The 8-foot-tall Lady Justice statue stands on a pedestal in the lobby of the Shasta County Courthouse with a giant U.S. flag as a backdrop. The restored statue once stood atop the county’s 1889 courthouse. Photo by Mike Chapman for A News Cafe.

Day 5 of Tyler McCain’s preliminary hearing revealed further details of an affair involving his missing and presumed dead wife, Nikki Saelee-McCain, and included a sometimes forgetful witness – McCain’s mother.

The Shasta County District Attorney’s Office has charged 40-year-old McCain with murder in Saelee-McCain’s death along with a special circumstance that she was killed to prevent her from testifying in a domestic violence case against him filed in December 2023.

Nikki Saelee-McCain.

McCain has pleaded not guilty to those allegations, in addition to charges of corporal injury to a spouse, false imprisonment, making criminal threats, assault with force likely to cause great bodily injury, possessing a firearm and ammunition amid a criminal protective order, forgery and traffic violations.

McCain was arrested on Aug. 21 and charged with his wife’s murder.

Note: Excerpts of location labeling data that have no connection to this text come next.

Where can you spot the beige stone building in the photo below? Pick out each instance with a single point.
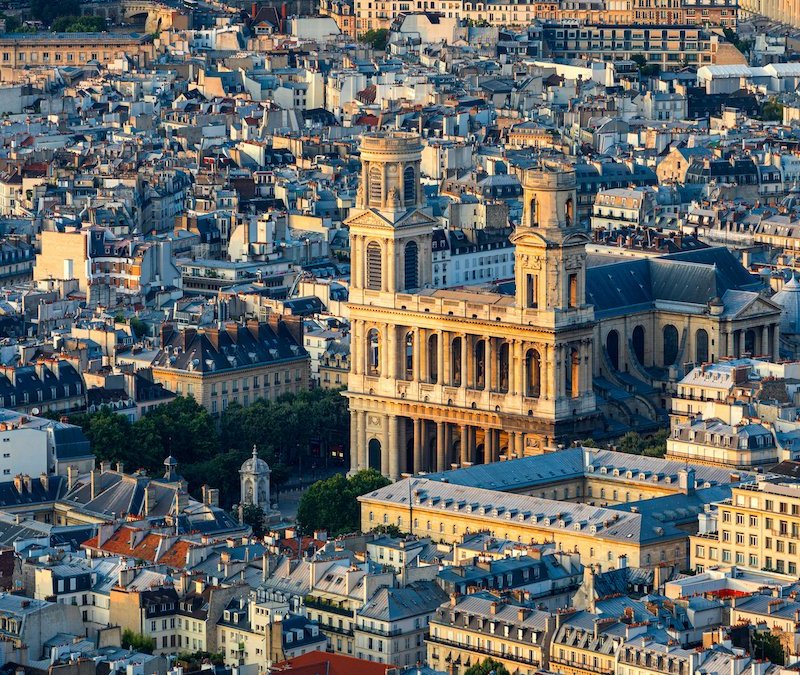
(24, 50)
(440, 377)
(234, 364)
(475, 627)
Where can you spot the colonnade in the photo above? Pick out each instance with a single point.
(764, 341)
(396, 444)
(473, 361)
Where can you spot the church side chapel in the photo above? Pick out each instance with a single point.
(572, 348)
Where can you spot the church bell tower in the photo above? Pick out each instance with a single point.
(390, 238)
(550, 272)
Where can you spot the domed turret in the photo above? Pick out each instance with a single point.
(254, 481)
(789, 299)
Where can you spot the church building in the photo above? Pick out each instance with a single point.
(443, 377)
(573, 347)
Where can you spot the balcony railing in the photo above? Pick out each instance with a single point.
(483, 651)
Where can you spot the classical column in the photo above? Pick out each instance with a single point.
(465, 457)
(489, 447)
(776, 342)
(422, 374)
(544, 371)
(464, 361)
(386, 446)
(513, 375)
(520, 450)
(441, 458)
(447, 376)
(472, 445)
(391, 270)
(361, 442)
(488, 357)
(394, 447)
(418, 465)
(415, 355)
(356, 364)
(469, 363)
(391, 351)
(354, 442)
(440, 358)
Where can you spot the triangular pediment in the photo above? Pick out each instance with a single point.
(390, 220)
(758, 305)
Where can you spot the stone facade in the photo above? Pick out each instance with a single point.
(442, 377)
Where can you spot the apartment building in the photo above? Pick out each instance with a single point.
(93, 255)
(471, 628)
(45, 49)
(758, 527)
(237, 363)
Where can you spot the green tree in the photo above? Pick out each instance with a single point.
(254, 516)
(743, 46)
(772, 111)
(138, 326)
(631, 443)
(768, 646)
(377, 39)
(48, 10)
(487, 667)
(78, 24)
(137, 642)
(13, 24)
(194, 661)
(332, 504)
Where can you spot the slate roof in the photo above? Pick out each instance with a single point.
(236, 346)
(528, 472)
(395, 604)
(54, 382)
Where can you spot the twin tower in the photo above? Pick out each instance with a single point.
(444, 378)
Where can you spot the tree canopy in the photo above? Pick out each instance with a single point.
(78, 24)
(283, 430)
(377, 39)
(332, 504)
(487, 667)
(48, 10)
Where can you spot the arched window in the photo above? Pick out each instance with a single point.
(411, 276)
(373, 353)
(573, 373)
(701, 346)
(409, 187)
(455, 362)
(533, 373)
(612, 347)
(374, 266)
(638, 343)
(409, 361)
(502, 370)
(480, 364)
(750, 341)
(433, 358)
(670, 345)
(374, 454)
(375, 186)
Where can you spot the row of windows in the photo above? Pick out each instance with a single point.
(45, 57)
(751, 559)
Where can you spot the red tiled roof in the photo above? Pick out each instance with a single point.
(119, 543)
(322, 663)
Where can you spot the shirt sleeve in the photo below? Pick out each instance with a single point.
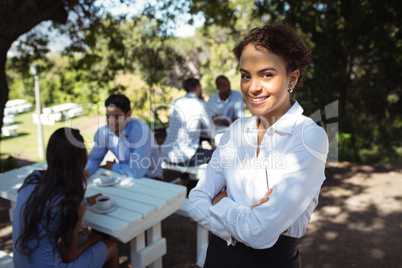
(239, 107)
(97, 153)
(140, 142)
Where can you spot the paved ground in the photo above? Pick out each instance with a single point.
(358, 223)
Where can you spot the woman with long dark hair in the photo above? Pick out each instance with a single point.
(49, 210)
(278, 154)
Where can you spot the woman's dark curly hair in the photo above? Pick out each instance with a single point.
(58, 191)
(281, 40)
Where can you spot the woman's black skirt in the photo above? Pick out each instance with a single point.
(283, 254)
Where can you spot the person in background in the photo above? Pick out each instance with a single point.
(226, 105)
(130, 140)
(188, 120)
(278, 155)
(49, 210)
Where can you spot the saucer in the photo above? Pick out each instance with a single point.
(98, 182)
(97, 210)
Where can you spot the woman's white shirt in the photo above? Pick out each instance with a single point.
(292, 156)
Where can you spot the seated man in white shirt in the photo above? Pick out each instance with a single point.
(188, 119)
(226, 105)
(129, 139)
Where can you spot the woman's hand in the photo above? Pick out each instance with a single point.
(264, 199)
(219, 197)
(92, 199)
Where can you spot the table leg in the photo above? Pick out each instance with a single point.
(154, 235)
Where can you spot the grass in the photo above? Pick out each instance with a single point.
(25, 145)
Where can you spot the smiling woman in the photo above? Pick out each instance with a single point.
(232, 199)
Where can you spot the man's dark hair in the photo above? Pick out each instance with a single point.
(191, 84)
(119, 101)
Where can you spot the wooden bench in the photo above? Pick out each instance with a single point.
(6, 260)
(10, 130)
(202, 232)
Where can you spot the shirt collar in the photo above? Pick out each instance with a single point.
(285, 124)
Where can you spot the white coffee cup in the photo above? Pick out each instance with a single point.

Shasta County Sheriff’s Office Detective Kilee Holroyd leads Tyler McCain away in handcuffs following his arrest. Holroyd was named lead detective in the Nikki Saelee-McCain missing person’s case on May 24, 2024. Photo source: Shasta County Sheriff’s Office.

Tuesday’s hearing in Shasta County Superior Court picked up from last Thursday with further questioning of Luis Barajas, who said on the stand he was having an ongoing affair with 39-year-old Saelee-McCain.

Barajas said she would stay with him at various times in 2023 and up to May 2024, saying she was getting a divorce from her husband. Barajas testified previously that the two met where he worked at a cell-phone store in Anderson.

“She would come over to spend the night and leave,” Barajas said.

Often, he said she would bring a change of clothes and bedding, such as a sheet.

He said Saelee-McCain liked to share stories about the four children she and McCain had, and how she missed them. The children, the oldest being 14, are now with members of Saelee-McCain’s family.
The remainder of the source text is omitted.